Ich erinnere an die alte Försterspruchweisheit: „Willst du deinen Wald vernichten, pflanze Fichten, nichts als Fichten.“ Leider ist die Fichte als Nahrung bei unserem Wild sehr unbeliebt, das begünstigt natürlich die Entwicklung von Fichtenreinbeständen. Die Bemühungen um die Mischwaldförderung von allen Seiten ist wohl nicht zu leugnen. Ich habe kein Pro­blem, wenn man mich als Holzzüchter bezeichnet – andere züchten Hühner oder Schweine. Unsere Wälder sind aus ökologischer Sicht durchaus herzeigbar. Die Ornithologen sind mit der Vogelwelt im Wald im Wesentlichen ganz zufrieden.

Gute Ansätze der Natur­vermittlung
Leider glauben Naturschutzgruppierungen, NGOs und auch die hohe Politik die Botschaft dieses selbsternannten Retters des deutschen Waldes. Die Waldaktionen von Peter Wohlleben sind aufgebaut nach dem Muster der Wald- und Wildnispädagogik. Ein großer Teil der Naturerlebnisvermittler findet seine Denkansätze besonders gut. Bei Nationalparkrangern und ähnlichen Naturschutzaktiven mag das ja noch verständlich sein. Aber gibt es dieses Gedankengut nicht auch bei den heimischen WaldpädagogInnen? Wir haben leider keine echte Evaluierung und Qualitätskontrolle. Leider nehmen die Forst-
leute diese Form der PR-Arbeit auch nicht wirklich ernst. Ich kann das auch verstehen in der derzeitigen Situation des Personalmangels.
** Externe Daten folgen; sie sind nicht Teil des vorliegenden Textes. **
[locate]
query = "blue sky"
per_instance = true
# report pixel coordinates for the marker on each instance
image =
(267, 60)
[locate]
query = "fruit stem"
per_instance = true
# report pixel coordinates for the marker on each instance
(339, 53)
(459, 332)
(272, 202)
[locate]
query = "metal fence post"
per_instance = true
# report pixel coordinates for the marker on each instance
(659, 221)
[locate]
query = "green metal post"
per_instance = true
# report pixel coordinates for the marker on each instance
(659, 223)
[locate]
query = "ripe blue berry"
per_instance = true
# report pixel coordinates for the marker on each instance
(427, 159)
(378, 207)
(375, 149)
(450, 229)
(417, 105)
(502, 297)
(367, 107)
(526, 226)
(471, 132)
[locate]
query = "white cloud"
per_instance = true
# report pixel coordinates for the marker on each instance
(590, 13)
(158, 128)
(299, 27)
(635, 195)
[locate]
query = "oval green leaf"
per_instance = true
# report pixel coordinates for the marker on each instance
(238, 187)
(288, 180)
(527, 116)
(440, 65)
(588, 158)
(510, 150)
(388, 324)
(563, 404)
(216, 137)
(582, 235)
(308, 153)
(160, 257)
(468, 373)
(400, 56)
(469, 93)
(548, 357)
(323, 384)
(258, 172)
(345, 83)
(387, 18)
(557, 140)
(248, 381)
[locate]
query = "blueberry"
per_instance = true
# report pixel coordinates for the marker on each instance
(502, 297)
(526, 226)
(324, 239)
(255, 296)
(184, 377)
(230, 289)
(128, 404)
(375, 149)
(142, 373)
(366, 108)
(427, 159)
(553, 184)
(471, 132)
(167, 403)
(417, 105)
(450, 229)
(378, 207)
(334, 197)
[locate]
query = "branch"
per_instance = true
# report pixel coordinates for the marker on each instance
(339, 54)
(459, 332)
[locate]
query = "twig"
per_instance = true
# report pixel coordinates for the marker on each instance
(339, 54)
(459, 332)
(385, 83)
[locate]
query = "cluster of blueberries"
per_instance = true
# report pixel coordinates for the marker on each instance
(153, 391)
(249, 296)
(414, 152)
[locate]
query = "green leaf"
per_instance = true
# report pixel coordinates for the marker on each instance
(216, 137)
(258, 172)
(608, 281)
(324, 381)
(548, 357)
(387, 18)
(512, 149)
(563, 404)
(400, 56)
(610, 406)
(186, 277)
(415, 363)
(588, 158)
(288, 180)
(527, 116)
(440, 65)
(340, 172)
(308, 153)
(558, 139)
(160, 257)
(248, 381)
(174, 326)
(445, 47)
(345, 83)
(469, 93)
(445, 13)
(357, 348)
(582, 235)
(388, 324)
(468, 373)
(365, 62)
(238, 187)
Auch der erzielbare Stundenverdienst ist sehr bescheiden.
Gerne lade ich den Kollegen aus Deutschland in meine 1985 gegründete Waldschule ein. Dort kann ich ihm zeigen, wie man Ökologie, Ökonomie, Naturschutz, Tourismus und forstliche Öffentlichkeitsarbeit unter einen Försterhut bringen kann. Unser Wald ist seit einigen Generationen die wirtschaftliche Lebensgrundlage unserer Familie. Ein Besuch des berühmten Kollegen aus dem Rheinland im Almtal wäre nicht nur ehrenvoll, sondern dem kollegialen Austausch bei einem Rundgang durch den Wald und die Waldschule sicherlich auch förderlich.
Zu guter Letzt sei der Ausspruch des deutschen Jägers, Natur- und Heimatdichters Hermann Löns in Erinnerung gerufen: „Der Wald ist Tempel Gottes, Priester, der ihn hegt.“ Unser Wald soll keine Wildnis sein, sondern einem Garten Eden gleichen.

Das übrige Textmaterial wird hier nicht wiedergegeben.